So ran the fabulous headline in the Daily Mash yesterday.
'Britain's newest hight street bank has promised not to pretend to be your friend', the article began before decsending into the sort of language unfit for a blog like this.
Like all good satire, it's based in a truth. We've talked here before about converging brands, and how corporations have stopped trying to tell you what they do and now just try to tell you what they're like. And guess what? They're just like you. You might call this the 'Sarah Palin' school of marketing. Her appeal is not based on any degree of competence for the high office to which she aspired (and will aspire to again). Her appeal is that she's just like you.
This new school of marketing spends much time emphasising 'conversations' and other friendly things. 'Time spent with' has become the new measure of success. But is this really what successful looks like? To return to banks for a second, their most successful service innovations have been web-banking and, before that, the ATM - two things actively designed to minimise the time you spend with the 'brand'.
Obvioulsy I don't want to be misconstrued. These measures are not always wrong any more than they're always right. We just have to understand customer motivation before we start asking them to commit 'time' to our brand. Google is another instructive lesson. They won the search wars of the early web not through superior algorithms (as some claim), but because they understood that consumers want to spend as little time on a search engine as possible - they're just a way of getting to something else.
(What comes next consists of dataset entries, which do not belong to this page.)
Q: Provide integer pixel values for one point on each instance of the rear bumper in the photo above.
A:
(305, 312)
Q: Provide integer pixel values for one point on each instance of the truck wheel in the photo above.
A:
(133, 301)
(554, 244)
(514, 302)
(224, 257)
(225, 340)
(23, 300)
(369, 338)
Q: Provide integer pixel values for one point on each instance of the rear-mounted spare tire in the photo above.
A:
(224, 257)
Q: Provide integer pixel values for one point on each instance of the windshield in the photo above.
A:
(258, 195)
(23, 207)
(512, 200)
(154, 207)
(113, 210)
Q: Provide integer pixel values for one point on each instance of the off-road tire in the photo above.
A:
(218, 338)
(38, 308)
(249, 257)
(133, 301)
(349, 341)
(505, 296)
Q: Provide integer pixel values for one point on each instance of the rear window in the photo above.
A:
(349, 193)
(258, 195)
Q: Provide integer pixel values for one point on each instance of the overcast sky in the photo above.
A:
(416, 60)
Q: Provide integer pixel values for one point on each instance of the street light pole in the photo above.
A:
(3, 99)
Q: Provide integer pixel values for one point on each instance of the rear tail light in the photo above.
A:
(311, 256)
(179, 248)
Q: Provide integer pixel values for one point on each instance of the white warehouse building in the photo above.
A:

So they didn't try to keep you on the site, or try to change into a 'portal'. The rest is history.
For more, there's an excellent discussion of these issues on the HBR site under the provocative title 'Why Your Customers Don't Want To Talk To You', which opines that, first, companies massively over estimate the extent to which consumers want to talk to brands and second, that this approach may undermine long term loyalty.
In the meantime, perhaps we should sometimes consider the revolutionary thought that the best way to 'delight our customers' might be to spend less time with them.